Specifications under the PHP Core configuration section of the information file note the following information:
• Whether file_uploads is enabled/on. You will need to confirm that file_uploads is On in your PHP settings in order to use Drupal's core file attachments module.
• Max_execution_time and max_input_time.
• Memory_limit: notice its telling us that the local value of the memory_limit is 96M, which is what we set by adding a line of custom code to our settings.php file in Chapter 1. The Master value for memory_limit is still set server wide to 32M, but our site is using 96M. The Master value is being forced by the default server php.ini file. When we added our line of code to our local site's settings.php file, it only made the new PHP memory_limit effective for our site. The local value will be used in your site and will override any master value set.
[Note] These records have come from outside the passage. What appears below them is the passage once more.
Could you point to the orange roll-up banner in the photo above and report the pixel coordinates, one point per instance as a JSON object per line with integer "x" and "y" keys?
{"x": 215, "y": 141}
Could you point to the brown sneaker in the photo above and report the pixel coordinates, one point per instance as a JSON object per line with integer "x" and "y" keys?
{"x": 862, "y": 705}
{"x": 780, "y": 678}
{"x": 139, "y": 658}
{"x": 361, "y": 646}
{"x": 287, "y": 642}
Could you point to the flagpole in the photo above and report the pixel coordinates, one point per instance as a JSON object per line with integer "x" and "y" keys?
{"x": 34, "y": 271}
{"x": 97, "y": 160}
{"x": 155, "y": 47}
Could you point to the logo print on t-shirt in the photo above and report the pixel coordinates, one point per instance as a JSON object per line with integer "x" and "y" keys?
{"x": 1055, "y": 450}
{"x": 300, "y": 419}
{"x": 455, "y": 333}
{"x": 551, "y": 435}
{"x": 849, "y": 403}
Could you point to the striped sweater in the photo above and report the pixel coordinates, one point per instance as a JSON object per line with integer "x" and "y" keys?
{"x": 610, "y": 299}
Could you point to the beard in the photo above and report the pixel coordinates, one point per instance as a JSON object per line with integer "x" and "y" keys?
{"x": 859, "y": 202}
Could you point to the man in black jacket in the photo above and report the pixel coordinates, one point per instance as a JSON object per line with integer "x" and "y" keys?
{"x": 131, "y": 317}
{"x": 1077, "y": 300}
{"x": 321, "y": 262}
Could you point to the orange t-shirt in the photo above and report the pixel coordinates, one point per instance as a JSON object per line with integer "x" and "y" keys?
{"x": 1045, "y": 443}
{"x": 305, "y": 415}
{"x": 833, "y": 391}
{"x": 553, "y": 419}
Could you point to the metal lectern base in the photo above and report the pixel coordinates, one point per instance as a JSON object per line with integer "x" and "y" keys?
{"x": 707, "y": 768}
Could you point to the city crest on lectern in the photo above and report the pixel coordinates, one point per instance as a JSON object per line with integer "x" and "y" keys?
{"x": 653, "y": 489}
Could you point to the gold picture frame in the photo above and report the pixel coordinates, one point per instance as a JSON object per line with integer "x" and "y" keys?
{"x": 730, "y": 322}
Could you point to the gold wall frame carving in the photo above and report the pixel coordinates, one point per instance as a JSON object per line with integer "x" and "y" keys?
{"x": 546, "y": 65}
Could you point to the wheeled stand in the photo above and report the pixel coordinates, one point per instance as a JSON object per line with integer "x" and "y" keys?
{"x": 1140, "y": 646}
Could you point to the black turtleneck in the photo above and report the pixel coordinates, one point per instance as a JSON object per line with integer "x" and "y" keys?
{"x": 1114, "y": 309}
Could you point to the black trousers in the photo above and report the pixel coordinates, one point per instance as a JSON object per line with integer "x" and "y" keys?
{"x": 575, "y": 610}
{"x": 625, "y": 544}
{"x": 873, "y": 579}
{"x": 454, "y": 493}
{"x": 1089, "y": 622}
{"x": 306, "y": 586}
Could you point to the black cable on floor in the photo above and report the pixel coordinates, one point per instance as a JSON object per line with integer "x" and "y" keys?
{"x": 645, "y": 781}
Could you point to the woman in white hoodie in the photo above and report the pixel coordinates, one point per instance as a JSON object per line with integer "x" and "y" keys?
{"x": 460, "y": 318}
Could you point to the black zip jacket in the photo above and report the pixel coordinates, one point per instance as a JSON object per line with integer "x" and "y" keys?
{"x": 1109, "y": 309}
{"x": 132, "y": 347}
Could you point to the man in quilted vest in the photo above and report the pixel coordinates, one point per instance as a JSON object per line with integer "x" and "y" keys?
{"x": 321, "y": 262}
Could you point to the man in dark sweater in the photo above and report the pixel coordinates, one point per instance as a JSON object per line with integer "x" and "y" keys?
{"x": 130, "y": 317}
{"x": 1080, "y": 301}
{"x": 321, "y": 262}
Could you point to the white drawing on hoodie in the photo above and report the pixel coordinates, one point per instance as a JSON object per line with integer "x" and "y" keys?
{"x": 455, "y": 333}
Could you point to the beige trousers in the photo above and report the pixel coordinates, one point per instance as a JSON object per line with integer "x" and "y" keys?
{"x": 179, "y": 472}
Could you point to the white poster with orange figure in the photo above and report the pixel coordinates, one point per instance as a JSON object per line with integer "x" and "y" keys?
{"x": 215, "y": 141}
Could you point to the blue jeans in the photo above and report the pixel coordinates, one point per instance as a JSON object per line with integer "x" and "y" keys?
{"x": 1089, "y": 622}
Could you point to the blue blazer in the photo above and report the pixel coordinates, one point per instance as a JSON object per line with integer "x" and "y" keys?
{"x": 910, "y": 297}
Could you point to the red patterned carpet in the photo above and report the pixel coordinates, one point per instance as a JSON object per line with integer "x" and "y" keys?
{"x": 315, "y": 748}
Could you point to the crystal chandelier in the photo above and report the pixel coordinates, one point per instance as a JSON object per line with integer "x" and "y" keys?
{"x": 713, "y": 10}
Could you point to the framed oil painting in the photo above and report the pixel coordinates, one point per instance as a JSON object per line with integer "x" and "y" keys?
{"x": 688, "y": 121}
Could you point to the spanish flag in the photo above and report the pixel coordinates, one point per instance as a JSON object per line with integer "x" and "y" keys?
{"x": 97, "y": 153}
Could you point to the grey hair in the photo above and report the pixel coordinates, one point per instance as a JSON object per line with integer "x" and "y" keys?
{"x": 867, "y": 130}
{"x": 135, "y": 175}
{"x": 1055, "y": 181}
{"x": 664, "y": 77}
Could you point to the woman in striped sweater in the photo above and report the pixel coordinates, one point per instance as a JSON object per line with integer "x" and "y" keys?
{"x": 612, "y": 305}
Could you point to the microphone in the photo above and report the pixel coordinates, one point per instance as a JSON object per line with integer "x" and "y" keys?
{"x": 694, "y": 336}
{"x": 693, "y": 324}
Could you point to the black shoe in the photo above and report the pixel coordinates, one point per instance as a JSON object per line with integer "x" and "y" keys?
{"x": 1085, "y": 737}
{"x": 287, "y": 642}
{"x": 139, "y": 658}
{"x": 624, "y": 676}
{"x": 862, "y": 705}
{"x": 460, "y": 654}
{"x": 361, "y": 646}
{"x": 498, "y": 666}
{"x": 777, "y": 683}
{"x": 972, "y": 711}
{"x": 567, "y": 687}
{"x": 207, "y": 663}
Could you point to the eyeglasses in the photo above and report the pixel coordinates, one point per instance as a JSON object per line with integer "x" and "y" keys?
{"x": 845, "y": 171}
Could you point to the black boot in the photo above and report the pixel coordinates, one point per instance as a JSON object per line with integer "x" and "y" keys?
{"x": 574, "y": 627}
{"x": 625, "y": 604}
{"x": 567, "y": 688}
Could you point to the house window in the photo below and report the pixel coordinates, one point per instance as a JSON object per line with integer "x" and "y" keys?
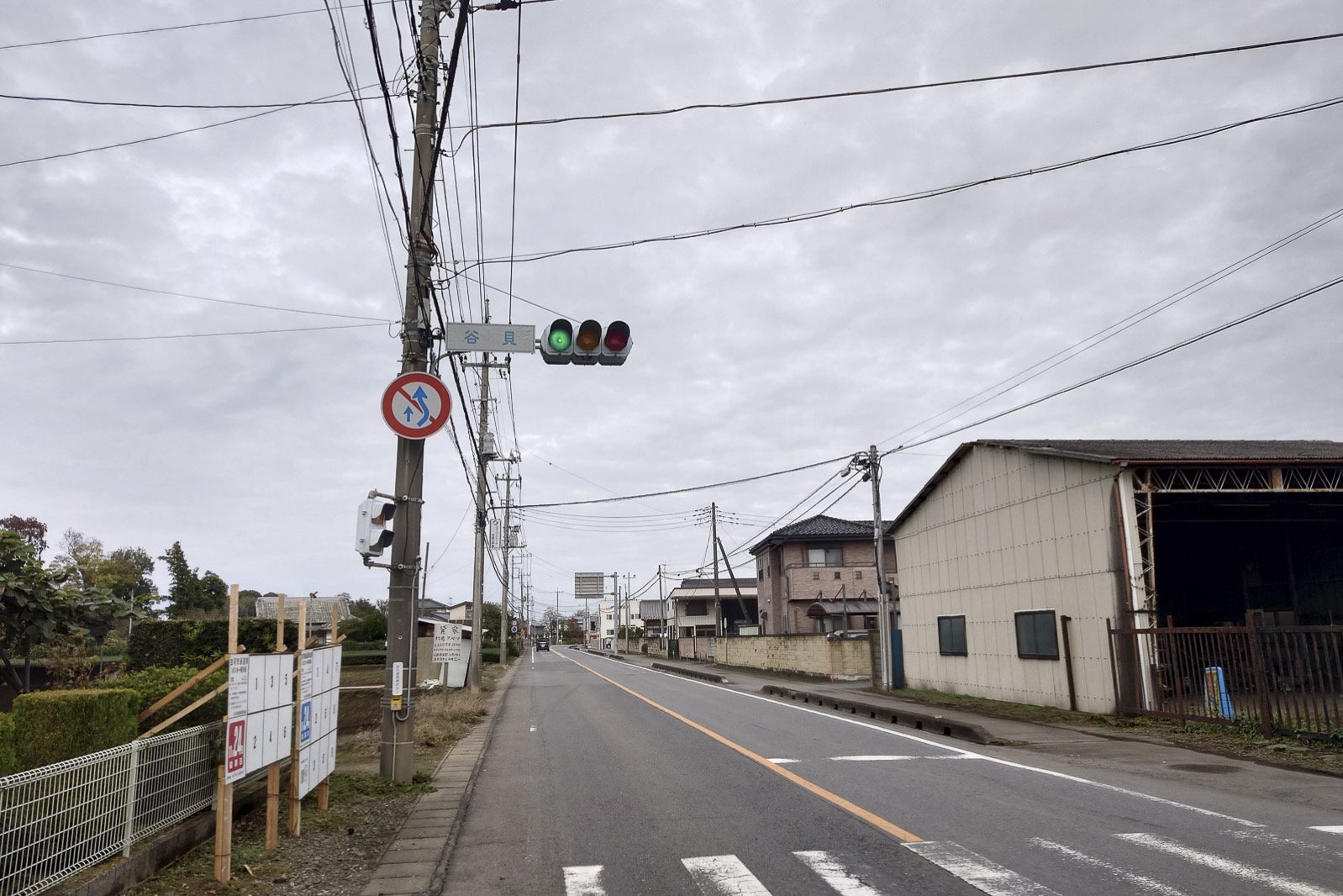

• Post_max_size and upload_max_filesize. These settings may need to be tweaked once our users start uploading files to our website. Drupal allows you to control the file sizes per upload (per file) and per user through the Drupal administration configuration. When you make a change to the maximum upload file size (per file and per user) in your Drupal configuration, you need to make sure that these tweaks have also been made in your PHP settings first. So, if you want to raise your maximum upload size per file to 30 MB, you need to make sure to increase your PHP setting for upload_max_filesize to 30 MB respectively.
The important thing to grasp now is that you have access to review these PHP settings through your site's Status report and this PHP information file becomes an invaluable tool to troubleshoot the performance of your Drupal site. For example, if a user of your site complains that they are receiving errors every time they try and post a 50 MB PowerPoint file or TIFF image, you can check your PHP settings to see what the upload_max_filesize is, and then make a local tweak by adding a line of code to your settings.php file or by adding a custom php.ini file to your server. We'll try this as an example later in this chapter.